Allocca tells the growth of YouTube by using myriad real-world stories and anecdotes that work together to illustrate the changes that the internet has had on popular culture. “Videocracy” reveals a popular culture able to be influenced both by the creators and the viewers.


Throughout the text, gray-bordered insets divert from the narrative to reveal either historical background or Allocca’s personal experiences. Allocca’s voice also comes through the text through many footnotes scattered in the novel. These inclusions help make the book feel conversational rather than just a dry monologue.

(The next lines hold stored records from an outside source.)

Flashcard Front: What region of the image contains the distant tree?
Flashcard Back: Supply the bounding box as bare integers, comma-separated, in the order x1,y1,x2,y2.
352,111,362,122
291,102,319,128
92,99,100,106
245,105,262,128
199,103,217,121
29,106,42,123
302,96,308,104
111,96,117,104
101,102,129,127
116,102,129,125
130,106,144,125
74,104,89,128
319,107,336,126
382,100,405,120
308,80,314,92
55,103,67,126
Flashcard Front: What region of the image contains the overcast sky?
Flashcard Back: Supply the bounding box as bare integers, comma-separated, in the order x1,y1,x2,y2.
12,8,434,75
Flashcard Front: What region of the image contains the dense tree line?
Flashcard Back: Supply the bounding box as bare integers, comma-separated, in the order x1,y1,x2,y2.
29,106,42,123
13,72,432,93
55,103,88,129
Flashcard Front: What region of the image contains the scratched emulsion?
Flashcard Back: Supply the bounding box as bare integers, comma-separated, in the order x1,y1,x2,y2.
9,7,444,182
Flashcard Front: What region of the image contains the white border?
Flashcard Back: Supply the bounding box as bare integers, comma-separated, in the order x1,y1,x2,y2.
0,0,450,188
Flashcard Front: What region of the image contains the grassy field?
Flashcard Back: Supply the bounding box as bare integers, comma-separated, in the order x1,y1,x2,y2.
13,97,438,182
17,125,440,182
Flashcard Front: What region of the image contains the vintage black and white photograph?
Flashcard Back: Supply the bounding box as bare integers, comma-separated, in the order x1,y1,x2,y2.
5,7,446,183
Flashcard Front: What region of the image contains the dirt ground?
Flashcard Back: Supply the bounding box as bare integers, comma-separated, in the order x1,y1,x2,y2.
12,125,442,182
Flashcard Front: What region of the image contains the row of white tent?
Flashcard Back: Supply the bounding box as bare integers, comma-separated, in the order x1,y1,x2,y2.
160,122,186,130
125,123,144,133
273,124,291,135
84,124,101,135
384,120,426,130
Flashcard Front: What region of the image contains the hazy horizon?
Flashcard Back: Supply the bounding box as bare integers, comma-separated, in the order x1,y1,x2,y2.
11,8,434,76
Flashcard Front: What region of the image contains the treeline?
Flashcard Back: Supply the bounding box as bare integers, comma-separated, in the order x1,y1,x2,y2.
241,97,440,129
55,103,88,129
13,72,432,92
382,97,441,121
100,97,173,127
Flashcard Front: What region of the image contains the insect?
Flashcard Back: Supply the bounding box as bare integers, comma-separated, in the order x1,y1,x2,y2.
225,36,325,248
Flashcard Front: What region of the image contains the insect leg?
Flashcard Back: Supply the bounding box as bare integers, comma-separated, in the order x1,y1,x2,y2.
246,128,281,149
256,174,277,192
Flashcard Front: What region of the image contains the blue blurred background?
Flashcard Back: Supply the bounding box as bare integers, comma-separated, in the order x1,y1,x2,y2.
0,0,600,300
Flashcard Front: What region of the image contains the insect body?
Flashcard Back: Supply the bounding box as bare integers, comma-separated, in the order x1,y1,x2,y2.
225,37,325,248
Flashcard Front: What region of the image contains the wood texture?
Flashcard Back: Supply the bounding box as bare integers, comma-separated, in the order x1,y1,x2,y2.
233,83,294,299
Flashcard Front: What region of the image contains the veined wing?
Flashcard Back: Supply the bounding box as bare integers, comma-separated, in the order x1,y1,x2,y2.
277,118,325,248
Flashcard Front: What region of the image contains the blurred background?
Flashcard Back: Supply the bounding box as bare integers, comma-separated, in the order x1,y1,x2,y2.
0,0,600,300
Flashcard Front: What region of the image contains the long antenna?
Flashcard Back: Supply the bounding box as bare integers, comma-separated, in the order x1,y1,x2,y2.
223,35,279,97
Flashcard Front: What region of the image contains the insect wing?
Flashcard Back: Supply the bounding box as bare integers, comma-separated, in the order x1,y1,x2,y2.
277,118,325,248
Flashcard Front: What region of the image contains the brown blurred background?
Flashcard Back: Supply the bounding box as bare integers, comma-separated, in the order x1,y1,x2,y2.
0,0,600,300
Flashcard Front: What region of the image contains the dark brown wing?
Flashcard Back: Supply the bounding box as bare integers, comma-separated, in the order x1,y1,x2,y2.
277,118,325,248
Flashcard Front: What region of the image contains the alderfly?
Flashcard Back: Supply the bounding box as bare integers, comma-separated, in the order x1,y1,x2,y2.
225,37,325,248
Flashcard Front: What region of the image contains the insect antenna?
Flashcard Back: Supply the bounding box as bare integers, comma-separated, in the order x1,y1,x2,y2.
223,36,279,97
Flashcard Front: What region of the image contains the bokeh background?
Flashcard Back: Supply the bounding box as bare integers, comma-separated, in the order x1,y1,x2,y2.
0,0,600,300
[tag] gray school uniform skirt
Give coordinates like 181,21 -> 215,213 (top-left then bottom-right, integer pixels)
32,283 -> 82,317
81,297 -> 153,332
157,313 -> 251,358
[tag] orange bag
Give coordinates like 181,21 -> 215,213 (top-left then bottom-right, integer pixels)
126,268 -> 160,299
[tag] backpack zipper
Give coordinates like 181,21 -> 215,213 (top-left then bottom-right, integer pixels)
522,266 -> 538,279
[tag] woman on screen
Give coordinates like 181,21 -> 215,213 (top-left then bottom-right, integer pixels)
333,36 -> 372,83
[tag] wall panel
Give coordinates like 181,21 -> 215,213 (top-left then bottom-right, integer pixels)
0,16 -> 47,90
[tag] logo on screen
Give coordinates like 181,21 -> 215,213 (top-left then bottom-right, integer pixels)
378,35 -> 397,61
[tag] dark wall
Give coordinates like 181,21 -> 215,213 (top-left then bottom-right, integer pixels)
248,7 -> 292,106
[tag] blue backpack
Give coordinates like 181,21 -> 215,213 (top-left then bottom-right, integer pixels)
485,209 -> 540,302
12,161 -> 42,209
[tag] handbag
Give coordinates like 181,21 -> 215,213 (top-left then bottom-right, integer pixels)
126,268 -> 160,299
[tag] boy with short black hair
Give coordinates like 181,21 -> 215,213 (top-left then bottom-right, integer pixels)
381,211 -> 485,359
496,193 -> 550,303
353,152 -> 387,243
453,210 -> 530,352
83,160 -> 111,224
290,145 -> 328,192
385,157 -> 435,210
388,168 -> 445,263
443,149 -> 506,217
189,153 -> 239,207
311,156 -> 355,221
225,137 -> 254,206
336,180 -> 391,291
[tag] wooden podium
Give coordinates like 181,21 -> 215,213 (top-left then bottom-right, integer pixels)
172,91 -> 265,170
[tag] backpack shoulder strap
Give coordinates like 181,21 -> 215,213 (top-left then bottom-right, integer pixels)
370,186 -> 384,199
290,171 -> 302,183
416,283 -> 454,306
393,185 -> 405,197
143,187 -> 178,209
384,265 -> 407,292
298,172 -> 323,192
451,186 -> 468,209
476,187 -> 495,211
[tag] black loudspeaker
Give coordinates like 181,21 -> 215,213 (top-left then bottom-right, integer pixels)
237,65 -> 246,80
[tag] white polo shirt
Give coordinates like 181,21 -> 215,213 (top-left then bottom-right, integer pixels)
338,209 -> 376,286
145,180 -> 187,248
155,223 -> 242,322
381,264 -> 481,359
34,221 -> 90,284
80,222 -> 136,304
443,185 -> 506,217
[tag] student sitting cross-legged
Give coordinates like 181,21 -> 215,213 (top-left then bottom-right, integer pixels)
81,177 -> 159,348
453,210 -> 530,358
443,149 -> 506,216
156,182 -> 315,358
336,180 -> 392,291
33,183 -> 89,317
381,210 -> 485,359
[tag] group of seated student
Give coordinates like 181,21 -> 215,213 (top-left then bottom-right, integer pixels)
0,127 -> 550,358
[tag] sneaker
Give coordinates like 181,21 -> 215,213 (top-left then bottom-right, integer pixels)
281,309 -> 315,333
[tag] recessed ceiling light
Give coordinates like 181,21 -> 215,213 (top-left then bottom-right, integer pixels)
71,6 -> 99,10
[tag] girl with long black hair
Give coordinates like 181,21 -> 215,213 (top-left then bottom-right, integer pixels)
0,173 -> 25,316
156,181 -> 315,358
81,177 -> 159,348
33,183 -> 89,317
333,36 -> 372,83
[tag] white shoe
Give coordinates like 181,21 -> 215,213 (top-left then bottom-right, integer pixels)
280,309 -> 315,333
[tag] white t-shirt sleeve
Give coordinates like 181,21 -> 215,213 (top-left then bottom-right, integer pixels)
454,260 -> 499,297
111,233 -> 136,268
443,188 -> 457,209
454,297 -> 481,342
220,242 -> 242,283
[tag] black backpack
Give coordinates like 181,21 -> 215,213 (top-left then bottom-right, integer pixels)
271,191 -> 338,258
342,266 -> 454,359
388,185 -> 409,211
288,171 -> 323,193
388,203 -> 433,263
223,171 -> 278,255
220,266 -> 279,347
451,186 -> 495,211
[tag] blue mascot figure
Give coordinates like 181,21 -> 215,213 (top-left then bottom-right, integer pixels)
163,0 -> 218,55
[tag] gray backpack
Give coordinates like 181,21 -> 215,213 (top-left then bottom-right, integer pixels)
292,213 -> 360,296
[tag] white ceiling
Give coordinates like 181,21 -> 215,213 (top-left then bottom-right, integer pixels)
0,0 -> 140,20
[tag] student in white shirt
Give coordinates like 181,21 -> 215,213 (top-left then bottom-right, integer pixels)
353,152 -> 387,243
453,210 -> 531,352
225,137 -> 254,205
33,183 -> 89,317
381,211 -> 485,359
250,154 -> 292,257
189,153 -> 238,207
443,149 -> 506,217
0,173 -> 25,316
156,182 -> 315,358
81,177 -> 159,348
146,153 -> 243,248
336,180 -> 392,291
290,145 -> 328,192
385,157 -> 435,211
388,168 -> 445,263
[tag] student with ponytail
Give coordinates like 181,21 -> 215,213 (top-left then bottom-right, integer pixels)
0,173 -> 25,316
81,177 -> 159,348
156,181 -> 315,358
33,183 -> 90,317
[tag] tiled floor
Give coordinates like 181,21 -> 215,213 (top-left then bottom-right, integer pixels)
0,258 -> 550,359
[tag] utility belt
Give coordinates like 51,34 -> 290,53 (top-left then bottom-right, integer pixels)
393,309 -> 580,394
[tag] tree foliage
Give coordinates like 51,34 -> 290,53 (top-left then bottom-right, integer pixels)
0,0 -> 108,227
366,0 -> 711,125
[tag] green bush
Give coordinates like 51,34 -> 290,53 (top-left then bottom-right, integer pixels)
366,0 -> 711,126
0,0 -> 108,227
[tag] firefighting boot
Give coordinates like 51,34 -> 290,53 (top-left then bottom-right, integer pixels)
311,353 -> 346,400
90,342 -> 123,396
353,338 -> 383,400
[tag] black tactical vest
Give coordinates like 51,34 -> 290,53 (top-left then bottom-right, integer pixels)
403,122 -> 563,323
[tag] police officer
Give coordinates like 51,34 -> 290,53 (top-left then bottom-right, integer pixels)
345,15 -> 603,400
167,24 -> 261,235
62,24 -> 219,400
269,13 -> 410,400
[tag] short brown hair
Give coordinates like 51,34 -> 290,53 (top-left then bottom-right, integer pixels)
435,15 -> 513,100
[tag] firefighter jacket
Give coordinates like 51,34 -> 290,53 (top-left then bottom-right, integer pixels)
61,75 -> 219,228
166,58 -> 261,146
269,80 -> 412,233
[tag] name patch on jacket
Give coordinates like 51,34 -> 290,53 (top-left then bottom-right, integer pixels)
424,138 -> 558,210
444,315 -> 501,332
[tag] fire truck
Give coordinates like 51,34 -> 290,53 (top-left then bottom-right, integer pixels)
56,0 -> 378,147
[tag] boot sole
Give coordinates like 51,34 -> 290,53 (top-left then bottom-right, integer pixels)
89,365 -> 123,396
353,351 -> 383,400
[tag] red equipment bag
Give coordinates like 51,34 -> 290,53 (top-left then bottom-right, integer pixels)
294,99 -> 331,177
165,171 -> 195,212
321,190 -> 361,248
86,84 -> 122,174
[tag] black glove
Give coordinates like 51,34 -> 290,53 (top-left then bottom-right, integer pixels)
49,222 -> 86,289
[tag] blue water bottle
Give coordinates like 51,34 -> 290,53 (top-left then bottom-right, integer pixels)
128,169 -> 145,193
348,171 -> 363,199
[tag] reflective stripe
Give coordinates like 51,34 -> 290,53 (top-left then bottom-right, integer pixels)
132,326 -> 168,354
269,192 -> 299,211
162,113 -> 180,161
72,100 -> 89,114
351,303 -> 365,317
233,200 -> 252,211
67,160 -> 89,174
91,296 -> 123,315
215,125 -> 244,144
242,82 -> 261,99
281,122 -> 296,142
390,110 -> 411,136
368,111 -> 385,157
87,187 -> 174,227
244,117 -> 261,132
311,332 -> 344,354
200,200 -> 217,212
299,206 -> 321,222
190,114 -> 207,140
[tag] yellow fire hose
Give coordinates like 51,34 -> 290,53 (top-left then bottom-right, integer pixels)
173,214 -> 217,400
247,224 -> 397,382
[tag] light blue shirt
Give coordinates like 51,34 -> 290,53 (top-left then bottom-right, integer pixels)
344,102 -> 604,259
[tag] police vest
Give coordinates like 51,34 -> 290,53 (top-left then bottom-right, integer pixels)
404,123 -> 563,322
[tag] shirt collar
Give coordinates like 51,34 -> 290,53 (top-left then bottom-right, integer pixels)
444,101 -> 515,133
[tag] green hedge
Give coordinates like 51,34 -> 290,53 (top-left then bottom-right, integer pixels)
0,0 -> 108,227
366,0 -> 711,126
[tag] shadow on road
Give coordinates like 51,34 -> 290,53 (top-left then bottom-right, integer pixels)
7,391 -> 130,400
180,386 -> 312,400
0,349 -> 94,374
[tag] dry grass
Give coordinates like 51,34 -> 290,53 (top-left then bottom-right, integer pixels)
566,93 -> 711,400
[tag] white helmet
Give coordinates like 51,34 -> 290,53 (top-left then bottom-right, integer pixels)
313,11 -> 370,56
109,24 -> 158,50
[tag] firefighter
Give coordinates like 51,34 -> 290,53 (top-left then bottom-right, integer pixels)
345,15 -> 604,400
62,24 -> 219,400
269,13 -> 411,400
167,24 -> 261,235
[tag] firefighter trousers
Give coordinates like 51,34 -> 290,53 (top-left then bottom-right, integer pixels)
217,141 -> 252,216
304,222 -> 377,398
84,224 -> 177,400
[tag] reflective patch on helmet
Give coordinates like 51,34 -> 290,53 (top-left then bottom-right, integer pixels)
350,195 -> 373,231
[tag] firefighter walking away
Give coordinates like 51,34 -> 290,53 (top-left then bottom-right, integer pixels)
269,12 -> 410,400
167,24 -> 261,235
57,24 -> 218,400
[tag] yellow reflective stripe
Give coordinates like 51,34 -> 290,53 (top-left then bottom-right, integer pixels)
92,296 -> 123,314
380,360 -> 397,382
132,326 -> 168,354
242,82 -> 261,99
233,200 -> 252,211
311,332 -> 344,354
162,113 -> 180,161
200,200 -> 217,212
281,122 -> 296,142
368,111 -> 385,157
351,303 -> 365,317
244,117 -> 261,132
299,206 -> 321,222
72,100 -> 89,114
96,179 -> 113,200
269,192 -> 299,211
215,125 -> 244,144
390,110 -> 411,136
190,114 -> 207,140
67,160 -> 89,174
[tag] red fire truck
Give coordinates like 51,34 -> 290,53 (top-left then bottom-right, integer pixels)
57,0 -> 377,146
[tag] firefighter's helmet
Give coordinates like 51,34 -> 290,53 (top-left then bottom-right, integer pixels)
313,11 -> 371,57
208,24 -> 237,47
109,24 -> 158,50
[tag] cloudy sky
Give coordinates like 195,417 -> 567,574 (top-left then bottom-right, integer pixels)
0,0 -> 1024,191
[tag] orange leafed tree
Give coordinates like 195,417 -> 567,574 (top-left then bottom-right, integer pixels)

One major strength of “Videocracy” is its ability to draw upon cultural phenomena that the reader is already familiar with in order to illustrate Allocca’s points. While this aspect strengthens “Videocracy’s” analysis, it also backfires at times. While I understood many of the references throughout the text, the passages about those I didn’t left me confused and a little bit lost as to what Allocca exactly intended to say.


Despite these moments of confusion “Videocracy” successfully quantifies broad trends in online entertainment that teenagers interact with on a daily basis. While not truly fantastic, “Videocracy” is a good read for anyone who wants to better understand today’s rapidly evolving internet culture and what that means for our society.